Before retaking the test, those failing students will have to endure a summer-school catch-up class, costing local taxpayers more than $30,000 in teacher pay. Fortunately, the state Department of Education says it hopes to pick up part of the cost.
In any event, this sorry episode highlights two problems:
First, the test itself is a mess. The state upgraded the math curriculum, and then created a test that overshot what the students were learning in the classroom.
Worse, as a story in The Atlanta Journal-Constitution reveals, the state doesn't keep up with the results of the CRCT anyway!

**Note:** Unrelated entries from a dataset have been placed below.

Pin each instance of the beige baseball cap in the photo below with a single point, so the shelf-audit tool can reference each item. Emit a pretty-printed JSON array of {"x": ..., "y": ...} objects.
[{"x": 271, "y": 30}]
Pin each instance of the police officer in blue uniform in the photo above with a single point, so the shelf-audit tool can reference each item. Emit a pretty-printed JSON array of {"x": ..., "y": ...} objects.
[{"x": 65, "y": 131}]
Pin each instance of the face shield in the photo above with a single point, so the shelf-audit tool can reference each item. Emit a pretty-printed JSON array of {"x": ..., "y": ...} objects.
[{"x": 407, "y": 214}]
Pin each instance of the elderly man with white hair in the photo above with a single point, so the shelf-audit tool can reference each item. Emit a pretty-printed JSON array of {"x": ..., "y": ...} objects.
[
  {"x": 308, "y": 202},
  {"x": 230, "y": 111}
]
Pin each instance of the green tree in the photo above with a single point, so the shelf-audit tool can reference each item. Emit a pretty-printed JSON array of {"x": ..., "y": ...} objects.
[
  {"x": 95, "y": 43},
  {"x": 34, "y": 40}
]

"Despite the high-stakes nature of Georgia's (CRCT)," the AJC reports, "the state doesn't track the ultimate outcome of those who fail."
Instead, individual school systems decide what happens to students who fail the CRCT. Columbia County could ignore the outcome and promote the students anyway; the state doesn't care.
"We don't collect that data," a state DOE spokesman says. "The school districts collect that data. It's a school district decision."
In short? The importance of these tests is an illusion - because the DOE also admits most of the students who fail are promoted anyway.
So all this anxiety is over a test that doesn't matter. Is it any wonder public education in Georgia has such a perpetual black eye?